There’s an interesting debate at the Examiner’s web site, and you can read the full text of the arguments there.
Sharp Park is a peculiar piece of land: a public golf course in Pacifica owned by the city of San Francisco. The San Francisco supervisors will hold a committee hearing on converting Sharp Park into a nature preserve on Thursday, April 30 at 1pm.
I first heard Brent Plater make his case for restoring the course on KQED:
The story of Sharp Park Golf Course, located in Pacifica but owned and operated by San Francisco’s Recreation and Parks Department, is one of benevolence, hubris, and tragedy. In 1918, wealthy benefactors who required the land be used as a "public park, or public playground" deeded Sharp Park to San Francisco. Unfortunately, Sharp Park’s vibrant lagoon—with its abundant wildlife, coastal access, and beautiful vistas—was violently reshaped in the 1930s by Alister MacKenzie, a landscape architect who spent fourteen months filling Sharp Park’s wetlands to create an 18-hole golf course along the coast. But he failed to tame Sharp Park’s natural ecology: the course’s ceremonial opening day was delayed twice because of wet playing conditions; coastal storms destroyed all seven of the beach-side holes a few years later; and a separate storm brought sea water so close to the clubhouse that the City illicitly built a crude sea wall to protect the course’s remains. The sea wall gambit backfired: it cut-off Sharp Park’s natural water outlets, and now the golf course floods almost every year—with fresh water—threatening homes in the surrounding communities.

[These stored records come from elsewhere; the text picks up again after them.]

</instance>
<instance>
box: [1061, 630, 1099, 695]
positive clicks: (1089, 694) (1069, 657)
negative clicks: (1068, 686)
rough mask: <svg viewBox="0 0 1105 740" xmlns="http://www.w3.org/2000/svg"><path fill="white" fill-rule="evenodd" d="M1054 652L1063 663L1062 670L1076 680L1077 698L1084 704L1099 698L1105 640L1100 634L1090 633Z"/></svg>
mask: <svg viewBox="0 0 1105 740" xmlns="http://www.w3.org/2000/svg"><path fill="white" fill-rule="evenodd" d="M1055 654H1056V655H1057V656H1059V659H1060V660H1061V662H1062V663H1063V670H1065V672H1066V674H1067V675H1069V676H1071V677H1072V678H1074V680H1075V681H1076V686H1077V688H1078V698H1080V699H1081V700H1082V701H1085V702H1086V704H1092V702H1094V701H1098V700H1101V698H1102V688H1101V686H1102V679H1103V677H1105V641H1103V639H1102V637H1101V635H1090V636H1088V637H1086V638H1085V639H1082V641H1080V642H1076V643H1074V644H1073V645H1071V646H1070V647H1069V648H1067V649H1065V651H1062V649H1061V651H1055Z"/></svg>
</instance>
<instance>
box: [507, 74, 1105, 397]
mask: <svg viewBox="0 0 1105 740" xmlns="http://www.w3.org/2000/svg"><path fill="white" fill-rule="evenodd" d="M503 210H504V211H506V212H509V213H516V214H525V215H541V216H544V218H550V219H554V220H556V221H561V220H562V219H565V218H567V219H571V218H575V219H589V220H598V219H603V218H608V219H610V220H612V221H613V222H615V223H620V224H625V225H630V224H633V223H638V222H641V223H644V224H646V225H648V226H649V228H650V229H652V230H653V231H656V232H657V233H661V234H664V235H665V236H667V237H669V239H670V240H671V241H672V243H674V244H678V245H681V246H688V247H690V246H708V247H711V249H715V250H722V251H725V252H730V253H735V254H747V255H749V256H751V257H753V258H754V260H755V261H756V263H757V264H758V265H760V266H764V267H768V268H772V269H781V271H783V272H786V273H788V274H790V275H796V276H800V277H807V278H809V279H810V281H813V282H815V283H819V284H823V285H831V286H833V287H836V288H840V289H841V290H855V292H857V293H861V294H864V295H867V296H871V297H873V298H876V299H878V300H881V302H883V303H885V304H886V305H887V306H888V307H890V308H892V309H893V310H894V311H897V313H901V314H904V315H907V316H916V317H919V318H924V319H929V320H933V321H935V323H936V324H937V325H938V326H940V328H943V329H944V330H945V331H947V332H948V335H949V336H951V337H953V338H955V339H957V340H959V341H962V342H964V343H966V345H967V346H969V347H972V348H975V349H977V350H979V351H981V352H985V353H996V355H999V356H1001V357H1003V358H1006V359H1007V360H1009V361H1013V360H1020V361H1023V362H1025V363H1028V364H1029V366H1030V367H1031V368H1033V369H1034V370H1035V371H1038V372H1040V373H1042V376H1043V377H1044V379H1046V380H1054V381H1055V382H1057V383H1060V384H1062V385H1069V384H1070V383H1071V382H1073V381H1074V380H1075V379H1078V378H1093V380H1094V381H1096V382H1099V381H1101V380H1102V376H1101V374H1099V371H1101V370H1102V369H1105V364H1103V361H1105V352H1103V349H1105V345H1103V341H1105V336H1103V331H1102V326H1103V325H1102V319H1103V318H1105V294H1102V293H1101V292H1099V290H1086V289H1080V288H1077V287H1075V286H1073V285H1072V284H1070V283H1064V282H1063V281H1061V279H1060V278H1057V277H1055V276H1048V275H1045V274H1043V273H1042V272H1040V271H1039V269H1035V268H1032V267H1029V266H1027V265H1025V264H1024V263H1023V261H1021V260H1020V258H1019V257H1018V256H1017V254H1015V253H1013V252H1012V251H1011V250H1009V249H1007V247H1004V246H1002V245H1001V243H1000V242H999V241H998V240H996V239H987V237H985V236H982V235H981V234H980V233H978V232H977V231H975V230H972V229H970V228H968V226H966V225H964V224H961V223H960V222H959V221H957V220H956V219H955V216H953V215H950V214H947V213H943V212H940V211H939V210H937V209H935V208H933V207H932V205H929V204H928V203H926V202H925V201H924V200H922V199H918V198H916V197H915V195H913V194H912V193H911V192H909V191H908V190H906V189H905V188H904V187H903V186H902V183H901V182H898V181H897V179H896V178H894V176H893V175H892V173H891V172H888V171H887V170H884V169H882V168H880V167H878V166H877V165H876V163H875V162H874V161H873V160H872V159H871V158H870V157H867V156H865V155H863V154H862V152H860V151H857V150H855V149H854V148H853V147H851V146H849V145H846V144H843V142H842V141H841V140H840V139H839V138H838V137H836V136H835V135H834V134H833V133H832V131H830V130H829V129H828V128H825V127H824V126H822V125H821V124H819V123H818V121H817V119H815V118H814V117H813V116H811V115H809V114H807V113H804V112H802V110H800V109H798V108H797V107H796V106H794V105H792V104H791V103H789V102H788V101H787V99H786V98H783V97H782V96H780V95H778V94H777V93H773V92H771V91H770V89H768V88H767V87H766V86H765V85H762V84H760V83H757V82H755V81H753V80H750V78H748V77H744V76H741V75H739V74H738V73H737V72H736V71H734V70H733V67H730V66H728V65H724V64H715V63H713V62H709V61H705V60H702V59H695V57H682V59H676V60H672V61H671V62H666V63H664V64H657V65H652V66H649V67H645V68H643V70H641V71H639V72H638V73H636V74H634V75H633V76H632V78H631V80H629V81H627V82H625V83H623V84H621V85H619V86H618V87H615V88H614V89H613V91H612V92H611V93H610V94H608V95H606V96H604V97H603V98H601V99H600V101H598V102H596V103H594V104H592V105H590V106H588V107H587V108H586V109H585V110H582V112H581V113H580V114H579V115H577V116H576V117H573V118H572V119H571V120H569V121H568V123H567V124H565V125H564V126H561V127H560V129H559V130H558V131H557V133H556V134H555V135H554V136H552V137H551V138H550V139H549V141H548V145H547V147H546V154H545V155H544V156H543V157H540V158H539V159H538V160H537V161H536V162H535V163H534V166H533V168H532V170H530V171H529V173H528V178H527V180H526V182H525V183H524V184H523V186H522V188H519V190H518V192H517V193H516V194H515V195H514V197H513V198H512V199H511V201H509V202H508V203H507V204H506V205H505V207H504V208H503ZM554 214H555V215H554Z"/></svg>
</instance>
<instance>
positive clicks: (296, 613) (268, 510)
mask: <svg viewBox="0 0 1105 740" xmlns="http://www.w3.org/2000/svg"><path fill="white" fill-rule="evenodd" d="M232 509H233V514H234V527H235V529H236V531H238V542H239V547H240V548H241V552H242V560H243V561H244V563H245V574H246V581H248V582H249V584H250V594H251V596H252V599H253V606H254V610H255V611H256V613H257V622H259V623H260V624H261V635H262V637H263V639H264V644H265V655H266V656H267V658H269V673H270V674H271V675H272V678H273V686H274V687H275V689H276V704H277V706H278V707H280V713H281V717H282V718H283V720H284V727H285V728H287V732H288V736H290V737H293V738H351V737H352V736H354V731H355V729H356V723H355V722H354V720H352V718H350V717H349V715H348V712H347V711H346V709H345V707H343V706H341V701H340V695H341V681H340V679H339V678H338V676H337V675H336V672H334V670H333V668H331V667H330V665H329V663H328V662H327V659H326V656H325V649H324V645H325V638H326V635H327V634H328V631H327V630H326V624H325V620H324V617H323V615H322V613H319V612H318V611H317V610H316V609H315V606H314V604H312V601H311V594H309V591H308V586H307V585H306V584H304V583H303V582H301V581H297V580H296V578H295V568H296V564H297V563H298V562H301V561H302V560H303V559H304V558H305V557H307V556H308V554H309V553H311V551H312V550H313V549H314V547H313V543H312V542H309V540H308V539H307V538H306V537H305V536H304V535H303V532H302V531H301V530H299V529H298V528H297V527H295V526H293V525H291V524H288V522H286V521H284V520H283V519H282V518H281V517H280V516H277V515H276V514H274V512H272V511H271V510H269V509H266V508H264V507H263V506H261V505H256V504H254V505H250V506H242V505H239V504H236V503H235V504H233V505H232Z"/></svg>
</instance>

For this taxpayers take a net loss of nearly $300,000 each year on Sharp Park Golf Course. A 2007 Recreation and Park Department analysis concludes that under current conditions the golf course will cost San Francisco taxpayers millions more by 2013. But even with this massive subsidy golfers are leaving the sport, and more specifically leaving Sharp Park. Rounds played at Sharp Park have declined nearly 40% since 2000, and it operates at 45% of capacity.

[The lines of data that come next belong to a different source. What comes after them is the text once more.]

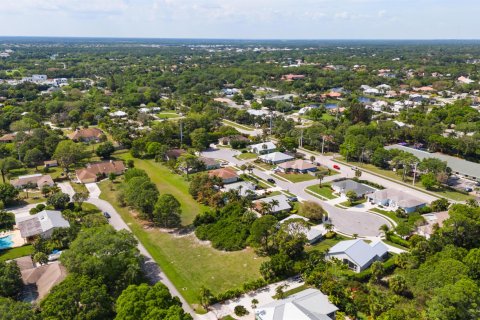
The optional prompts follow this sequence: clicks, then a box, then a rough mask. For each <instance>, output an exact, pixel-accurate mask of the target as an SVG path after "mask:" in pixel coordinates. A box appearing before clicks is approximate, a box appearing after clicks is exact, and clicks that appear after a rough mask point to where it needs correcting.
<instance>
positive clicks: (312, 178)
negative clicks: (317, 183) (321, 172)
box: [277, 172, 316, 183]
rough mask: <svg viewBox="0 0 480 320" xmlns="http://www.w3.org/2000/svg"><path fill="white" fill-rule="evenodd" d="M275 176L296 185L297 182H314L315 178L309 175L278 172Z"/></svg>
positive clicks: (312, 176) (301, 173) (305, 174)
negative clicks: (277, 176) (294, 183)
mask: <svg viewBox="0 0 480 320" xmlns="http://www.w3.org/2000/svg"><path fill="white" fill-rule="evenodd" d="M277 175H279V176H280V177H282V178H284V179H287V180H288V181H290V182H293V183H297V182H305V181H311V180H315V179H316V178H315V176H312V175H310V174H302V173H282V172H278V173H277Z"/></svg>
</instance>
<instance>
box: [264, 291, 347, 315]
mask: <svg viewBox="0 0 480 320" xmlns="http://www.w3.org/2000/svg"><path fill="white" fill-rule="evenodd" d="M337 310H338V308H337V307H336V306H335V305H334V304H332V303H331V302H330V301H329V300H328V296H326V295H324V294H323V293H322V292H321V291H319V290H317V289H306V290H303V291H301V292H299V293H297V294H294V295H291V296H290V297H288V298H286V299H282V300H277V301H274V302H271V303H268V304H265V305H263V306H259V307H258V308H257V309H256V310H255V319H257V320H330V319H332V320H333V319H335V314H336V312H337Z"/></svg>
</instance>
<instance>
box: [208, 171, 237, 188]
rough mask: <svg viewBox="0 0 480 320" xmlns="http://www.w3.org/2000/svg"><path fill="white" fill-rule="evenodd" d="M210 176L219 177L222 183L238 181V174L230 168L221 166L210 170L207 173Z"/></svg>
mask: <svg viewBox="0 0 480 320" xmlns="http://www.w3.org/2000/svg"><path fill="white" fill-rule="evenodd" d="M208 175H209V176H210V177H219V178H220V179H222V182H223V183H224V184H228V183H234V182H237V181H238V174H237V172H235V170H234V169H232V168H221V169H216V170H212V171H210V172H209V173H208Z"/></svg>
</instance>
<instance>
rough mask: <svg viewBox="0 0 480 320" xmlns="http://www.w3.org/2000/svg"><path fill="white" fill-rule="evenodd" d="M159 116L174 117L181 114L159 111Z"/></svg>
mask: <svg viewBox="0 0 480 320" xmlns="http://www.w3.org/2000/svg"><path fill="white" fill-rule="evenodd" d="M157 117H159V118H160V119H173V118H179V117H180V115H179V114H177V113H174V112H160V113H157Z"/></svg>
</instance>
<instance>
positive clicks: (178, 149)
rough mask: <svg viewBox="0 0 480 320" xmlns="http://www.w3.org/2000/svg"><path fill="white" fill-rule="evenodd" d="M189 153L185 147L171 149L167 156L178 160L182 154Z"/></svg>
mask: <svg viewBox="0 0 480 320" xmlns="http://www.w3.org/2000/svg"><path fill="white" fill-rule="evenodd" d="M185 153H187V150H185V149H170V150H168V151H167V152H166V153H165V158H166V159H167V161H168V160H177V159H178V158H179V157H180V156H182V155H184V154H185Z"/></svg>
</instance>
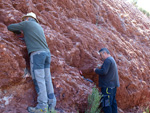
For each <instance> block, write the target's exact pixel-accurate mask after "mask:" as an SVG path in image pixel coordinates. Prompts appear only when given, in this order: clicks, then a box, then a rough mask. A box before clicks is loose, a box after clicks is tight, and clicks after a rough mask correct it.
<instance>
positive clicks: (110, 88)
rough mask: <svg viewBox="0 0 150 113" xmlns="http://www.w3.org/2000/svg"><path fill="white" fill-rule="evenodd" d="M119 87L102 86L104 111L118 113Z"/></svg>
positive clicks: (101, 89)
mask: <svg viewBox="0 0 150 113" xmlns="http://www.w3.org/2000/svg"><path fill="white" fill-rule="evenodd" d="M116 91H117V88H101V92H102V94H103V102H104V105H103V108H102V111H103V112H104V113H118V112H117V101H116Z"/></svg>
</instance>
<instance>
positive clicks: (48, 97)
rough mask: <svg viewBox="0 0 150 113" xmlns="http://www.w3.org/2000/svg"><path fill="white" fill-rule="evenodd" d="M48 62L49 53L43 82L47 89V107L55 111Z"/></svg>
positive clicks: (48, 53) (53, 89) (55, 105)
mask: <svg viewBox="0 0 150 113" xmlns="http://www.w3.org/2000/svg"><path fill="white" fill-rule="evenodd" d="M50 62H51V57H50V53H49V52H47V58H46V61H45V66H44V67H45V69H44V70H45V81H46V89H47V96H48V105H49V109H50V110H53V109H55V106H56V97H55V95H54V88H53V84H52V78H51V73H50Z"/></svg>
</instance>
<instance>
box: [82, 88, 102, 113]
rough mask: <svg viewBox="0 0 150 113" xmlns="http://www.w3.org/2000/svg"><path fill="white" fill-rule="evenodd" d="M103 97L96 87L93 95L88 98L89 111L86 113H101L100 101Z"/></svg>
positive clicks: (85, 112) (88, 108) (94, 90)
mask: <svg viewBox="0 0 150 113" xmlns="http://www.w3.org/2000/svg"><path fill="white" fill-rule="evenodd" d="M101 97H102V95H100V94H99V91H98V89H97V88H96V87H94V88H93V89H92V94H91V95H89V96H88V109H87V110H86V112H85V113H100V112H101V108H99V106H100V100H101Z"/></svg>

A new planning process for Sharp Park was recently proposed by San Francisco’s Board of Supervisors: partner with the Golden Gate National Recreation Area to transform Sharp Park from an environmentally destructive and budget-breaking golf course into a community-centered model for urban development, natural flood control, outdoor recreation, and endangered species recovery.

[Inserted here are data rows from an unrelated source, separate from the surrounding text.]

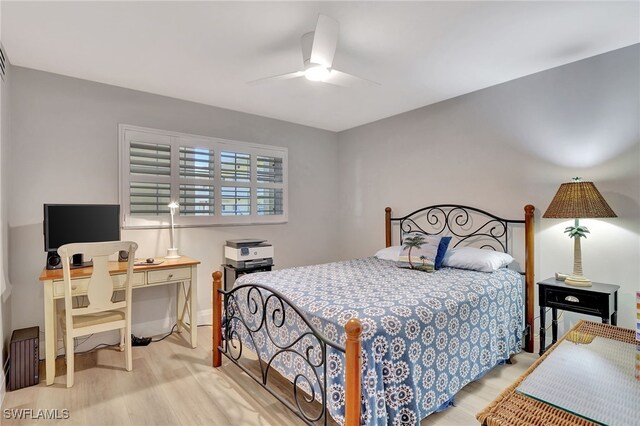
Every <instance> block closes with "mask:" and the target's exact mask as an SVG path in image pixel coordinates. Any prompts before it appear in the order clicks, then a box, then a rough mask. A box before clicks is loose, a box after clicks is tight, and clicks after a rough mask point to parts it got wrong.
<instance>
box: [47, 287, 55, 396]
mask: <svg viewBox="0 0 640 426" xmlns="http://www.w3.org/2000/svg"><path fill="white" fill-rule="evenodd" d="M56 328H57V327H56V301H55V299H54V298H53V281H45V282H44V347H45V370H46V383H47V386H49V385H52V384H53V380H54V379H55V377H56V341H57V336H56V331H57V330H56Z"/></svg>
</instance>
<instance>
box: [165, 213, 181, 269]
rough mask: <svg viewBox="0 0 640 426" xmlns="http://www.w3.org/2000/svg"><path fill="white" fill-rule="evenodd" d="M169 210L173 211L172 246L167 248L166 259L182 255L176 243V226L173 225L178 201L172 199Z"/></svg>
mask: <svg viewBox="0 0 640 426" xmlns="http://www.w3.org/2000/svg"><path fill="white" fill-rule="evenodd" d="M168 207H169V210H170V212H171V247H170V248H168V249H167V256H165V258H166V259H177V258H179V257H180V255H179V254H178V249H177V248H176V244H175V241H176V240H175V227H174V225H173V215H174V214H175V213H176V209H177V208H178V203H176V202H175V201H172V202H170V203H169V205H168Z"/></svg>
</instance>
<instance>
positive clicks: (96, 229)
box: [44, 204, 120, 252]
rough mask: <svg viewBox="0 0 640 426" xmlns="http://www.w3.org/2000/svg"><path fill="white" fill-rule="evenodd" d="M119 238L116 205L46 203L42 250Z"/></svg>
mask: <svg viewBox="0 0 640 426" xmlns="http://www.w3.org/2000/svg"><path fill="white" fill-rule="evenodd" d="M119 240H120V206H119V205H117V204H45V205H44V250H45V251H47V252H49V251H55V250H57V249H58V247H60V246H62V245H64V244H68V243H92V242H99V241H119Z"/></svg>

Meanwhile, Examiner public policy blogger Bruce Balshone says that this could be counterproductive.
If the course is removed and made into a biological reserve it will undercut the work of the environmental community in Pacifica and the development pressures that have been a constant in Pacifica will only increase – imperiling such properties as the old quarry site which developers have twice attempted pave over.
It is this dichotomy which is of the most significance. If the current council fails, a new more pro-development council may emerge. This would be an immense set back for the proponents of a biological preserve. Despite the fact that the City and County of San Francisco owns the golf course property, the City of Pacifica, according to State land use law will have the authority to determine its land use and zoning.
In addition, the property carries with it a deed restriction included by the wealthy benefactors who gave the land to San Francisco which requires the land be used as a "public park, or public playground" and, if not kept as a public park or playground, the property could revert back to the heirs of the original donors. While San Francisco activists insist that an ecological reserve will suffice in meeting that requirement, it is likely that a court may decide that issue and it may or may not work out in the way activists foresee.
Yet another rationale for the destruction of the course is that the course consistently loses money, as much as $300,000 annually. But Pacifica city leaders and course administrators have publicly stated that the course is self-sustaining and much of the debt load is due to administrative costs and diversion of funds from the course into the revenue stream for the entire Parks & Recreation Department. As a stand-alone, many believe the course could maintain itself.